Being a black man in China, this should be fun. I just hope my 3.5 years of Mandarin Chinese is sufficient for survival. I'll be with a friend for the first week or so, but after that, he's going home, and I'll be stuck in China by myself for another 3-4 weeks. Naturally, I'm a little worried, but I'm sure I'll be okay.

If any Chinese cubers see this and are going to be in China for winter break, maybe we can meet up and you can show me around!


----------



## Achifaifa (Dec 7, 2011)

Christmas and new year with family. Rest of the time, study (Exams in january) and take pictures. And cube, OFC.


----------



## AgentKuo (Dec 7, 2011)

Dec. 17: Drive to Tampa with my mom and dad to go see my brother and sister and their families. 

Dec. 25: 
Morning:
Get up, eat breakfast or something, see if Santa came, sit in the living room, wait for my lazy, sleepy mom and sister to get up and come out to the living room. Then open presents. We've always done it one person at a time, alternating, not just ripping everything open all at once, and I personally like it this way. Everyone gets to see what you got, and it makes it more exciting anticipating your next gift.

Afternoon:
Dad's side of the family comes over, we have dinner (lunch), and then open and give presents from relatives.

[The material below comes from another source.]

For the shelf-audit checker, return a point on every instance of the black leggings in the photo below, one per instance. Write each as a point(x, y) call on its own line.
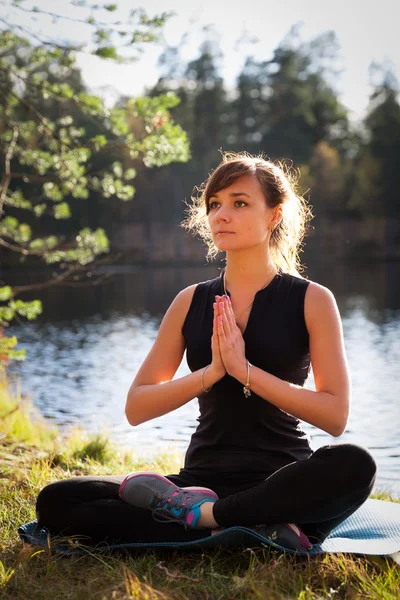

Dec. 25+ (Not sure of the exact date, possibly Dec. 29 or 30) Drive up to Lakeland to visit mom's side of the family and celebrate Christmas and New Years with them. (Also dinner and then presents, but we stay up for a couple days)


----------



## Kirjava (Dec 7, 2011)

Get drunk.


----------



## Cubenovice (Dec 7, 2011)

staying drunk


----------



## Cheese11 (Dec 7, 2011)

Sobering up.


----------



## irontwig (Dec 7, 2011)

I'll celebrate Yule on the 24th with the family.


----------



## Cool Frog (Dec 7, 2011)

Actually, Going to California for some time... don't know what else. Probably a few cubes I would buy with my own money.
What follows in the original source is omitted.